I am laying here, unable to physically move. I can stand, and I can lay perfectly flat, but I can not do anything involving bending or sitting down. I'm hoping a good night of rest will remedy that...if I can sleep through this stinking pain.
Ok, enough complaints. Now on to regrets! I wish I went to more places during the summer. I wish my schedule would allow me some time to visit with visiting friends. I wish Pluto was still a planet. I wish we had a 7-11 down here.
Now the good news!
And thats all the good news I have.
Don't you LOVE sarcasm?
Actually, that's not entirely truthful. I'm just in one of those moods tonight where I could care less about most things. I just care about family, friends, and spiritual things, but the pain in my body is an unpleasant reminder that I am to slave in the corporate world until I can't take it, so my spirit is a quite crestfallen.
I am honestly keeping my mind fairly blank as of late....well...more so than usual. I just decided that if I were to ignore all my problems, that they will just haunt me later when I have a better outlook in life.

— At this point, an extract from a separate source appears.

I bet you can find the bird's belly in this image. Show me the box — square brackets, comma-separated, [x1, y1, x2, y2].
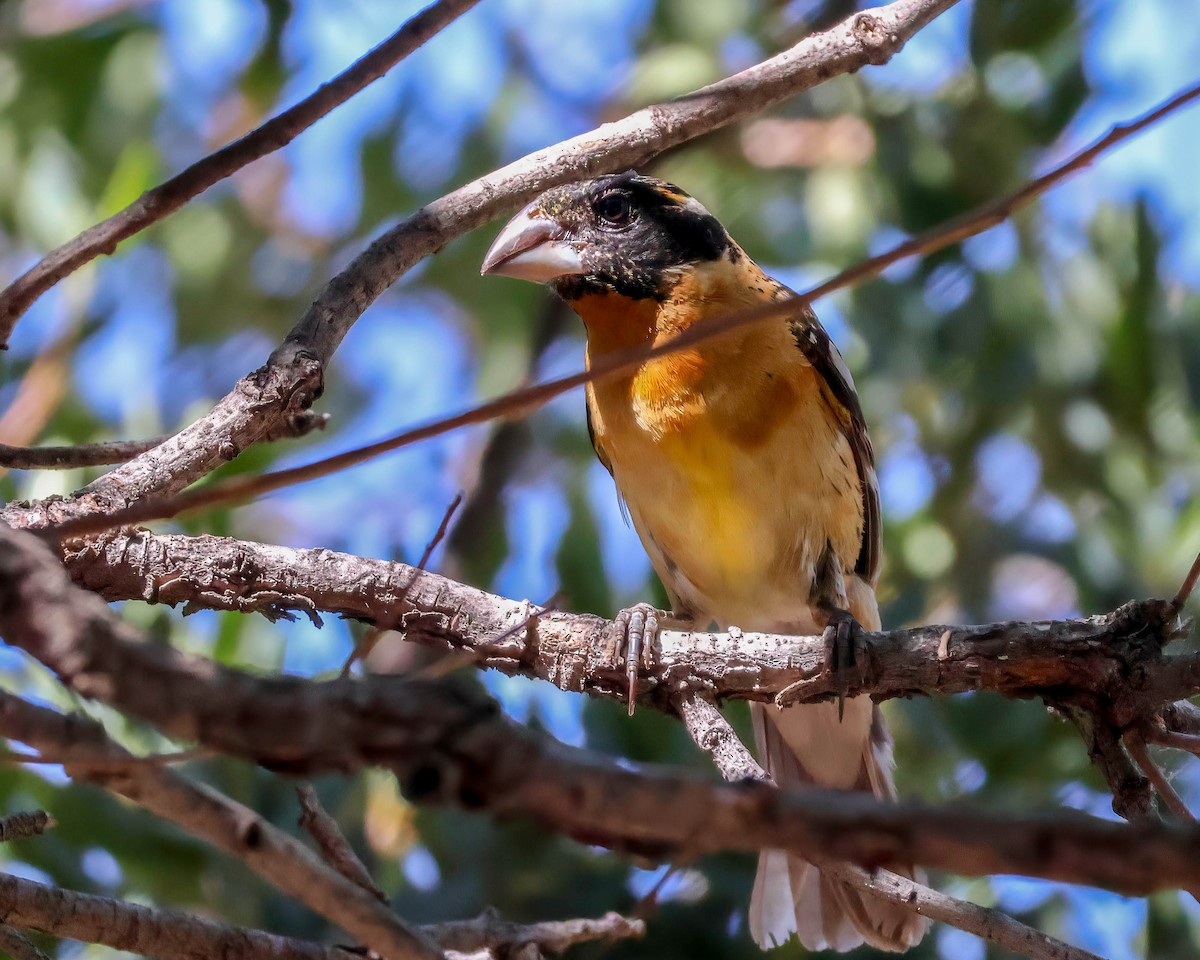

I'm not "sweeping under the rug", but am more "putting it off", because if I make that a part of my life, I just will not be as chipper as I am now. I don't have SERIOUS problem either, mind you. I just have the typical ones that a early 20-something has. How will I move out of the house? When will I be done with college? What will I do after college? What if its a mistake? What if I have to move, and its a mistake? When am I going to find my true love in life? When will I get that feeling I once had? When will I regain my zest for life? When will I get out of this perpetual rut I am in? Will I ever be able to control my anger enough? Will I be a good father? What will my funeral be like? Will there be many people there? Will it be standing room only, just my close family, or something inbetween? Will I ever be remotely famous? Will I keep blogging for the rest of my life? Will I be able to keep up with industry standards and changes in technology? Will I be ready to face my parent's death? Will I be able to take care of myself?
Sorry to bug you with all of these rhetorical questions. Several are about the future, which I try to spend little time on those, because those who obsess about the future belongs in politics. I clearly don't. Some are about the present. Those I juggle from time to time. Seriously, though. Those are just scratching the surface of the tip of the iceberg. With those kind of depressing/morbid variety, its no wonder why sometimes I just need a break from it all. I find that ignorance is truly bliss. What does that say about giddy people? Do they not know something I do? I am trying my hardest to not let these things bother me, and to simply make life as simple as possible. I have been trying real hard lately, but thereis always someone or something that throws a monkey wrench in it and makes me go back to the questions in my life.
I know some have answers, some will have answers in the future, and some will never be answered at all.
Hey, who doesn't have these problems too, right? I am just one in a world of billions. Everyone has these, and we are all in this together. I guess that is why friendships exist.
Anyways, I hope this is enough complaining/philosophy to fill you guys up for a while. I'm going to go watch some funny stuff on the 'Tubes. Have a nice weekend everyone!